The following stats were shared Wednesday at Gov. Asa Hutchinson's daily COVID-19 news conference in Little Rock and posted on the Health Department's website:

• 25,246 cumulative cases, up 734 from Tuesday.

• 5,545 active cases, up 59 from Tuesday.

• 19,296 recoveries, up 651 from Tuesday.

• 358 hospitalizations, down 11 from Tuesday.

• 79 cases on a ventilator, down four from Tuesday.

• 305 deaths, up four from Tuesday.

• 859 cumulative nursing home residents infected, up seven from Tuesday.

Wednesday night, the health department reported a second death had occurred in Garland County due to COVID-19. The first COVID-19 death was reported in the county on May 6. Total positive cases for the county were listed as 300, with 71 active positive and 227 recovered.

Tuesday's more than four-week low for new cases in the state was followed by Wednesday's 734 new infections, the second-most reported in a single day.

Wednesday's reported cases trailed only the 878 reported July 2. It was the fourth time in 26 days that reported cases topped 700, raising the rolling seven-day average of new cases 8.42% to 577.14. Wednesday's average was more than 5% off the June 28 peak of 608.14.

Hutchinson listed eight counties with 20 or more new cases. They included Pulaski County, 87, and northwest Arkansas' Washington, 72, and Benton, 60, counties. All three have regularly been among the state's leaders in new cases since the growth of new infections began rising in May, but Wednesday's list included counties that rarely, if ever, register enough new cases to merit mention at the daily briefing.

Pope, 46, Mississippi, 39, Yell, 32, Johnson, 26, and Saline, 21, rounded out the top eight.

"That shows that our testing is very widespread, and we're detecting elements of the virus that we can then go in and isolate," Hutchinson said. "The fact that it's spread out over the state gives us a chance to work our strategy in those counties. It's also an alert to those counties. There's not any place that's immune to the virus. We have to continue to be careful.

"It's an indication the virus is in every county of the state. It's a matter of how you're going to protect yourself from the virus."

Test results reported Wednesday were lower than average for a third day in a row, with 4,567 test reports.

"We still have a depression in the results we're getting because of decreased testing over the Fourth of July weekend," Dr. Nate Smith, Health Department secretary, said.

Hutchinson said contact tracers haven't linked the growth in Pulaski's County's cases to restaurants, bars, personal care services or other business activities on which the state eased restrictions. The growth is a function of "normal community activities," he said.

"We're at a phase of this epidemic where this is not being driven primarily by a specific setting like nursing homes or other facilities or an occupation," Smith said. "This is something that's happening in the community.

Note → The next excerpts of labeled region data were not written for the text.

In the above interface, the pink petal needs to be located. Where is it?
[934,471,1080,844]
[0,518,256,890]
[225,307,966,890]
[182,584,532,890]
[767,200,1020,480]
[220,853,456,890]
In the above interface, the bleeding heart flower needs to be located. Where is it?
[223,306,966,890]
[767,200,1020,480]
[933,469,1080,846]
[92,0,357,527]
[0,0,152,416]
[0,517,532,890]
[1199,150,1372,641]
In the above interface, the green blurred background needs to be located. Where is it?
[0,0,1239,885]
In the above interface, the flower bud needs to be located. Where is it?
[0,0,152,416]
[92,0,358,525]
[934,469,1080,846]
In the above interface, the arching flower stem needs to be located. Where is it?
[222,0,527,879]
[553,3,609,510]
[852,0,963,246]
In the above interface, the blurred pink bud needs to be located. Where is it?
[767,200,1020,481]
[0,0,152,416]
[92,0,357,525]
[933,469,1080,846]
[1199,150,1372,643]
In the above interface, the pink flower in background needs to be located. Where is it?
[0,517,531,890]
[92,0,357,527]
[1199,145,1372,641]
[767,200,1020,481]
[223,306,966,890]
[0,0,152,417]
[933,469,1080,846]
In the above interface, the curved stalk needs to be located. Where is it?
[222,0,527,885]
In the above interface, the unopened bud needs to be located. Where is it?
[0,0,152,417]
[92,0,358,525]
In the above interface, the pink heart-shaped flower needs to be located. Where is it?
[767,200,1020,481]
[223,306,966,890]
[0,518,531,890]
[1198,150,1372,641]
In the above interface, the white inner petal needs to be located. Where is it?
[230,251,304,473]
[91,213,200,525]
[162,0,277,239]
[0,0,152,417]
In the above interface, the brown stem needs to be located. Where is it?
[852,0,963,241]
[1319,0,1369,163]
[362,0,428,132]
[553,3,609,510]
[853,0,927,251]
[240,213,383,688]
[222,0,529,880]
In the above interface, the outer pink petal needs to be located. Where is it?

If someone is infected, they're very likely to bring it home with them.

"It's difficult to prevent the spread of COVID-19 in the home, particularly before you know you're infected."

The Health Department's nursing homes and congregate settings report listed an additional 148 inmates at the Ouachita River Unit of the Arkansas Department of Correction in Malvern with active infections Wednesday, raising the number to 517.

Due to what the Health Department termed technical difficulties, only partial information on Garland County's new infections was available as of presstime Wednesday. The five new cases reported Tuesday dropped the rolling seven-day average to 6.43. It was 9.29 eight days earlier. The county had 74 active cases Tuesday and a 3.5% cumulative infection rate.

Forty-two percent of the 600 people surveyed June 29 and 30 by Gilmore Strategy Group said the pandemic was the most important issue facing the state. The economy, at 18%, was the second most important issue.

Eighty-two percent of respondents said they wear face coverings in public. The use of face coverings increased with the age of respondents, with 91 percent of those 65 and older telling pollsters they wear a mask. Sixty-seven percent of 18-to-24-year-old respondents said they wear masks.

Fifty-four percent of respondents said they opposed the resumption of large events in the fall. Fifty-nine percent said they were likely to send their children to school in the fall.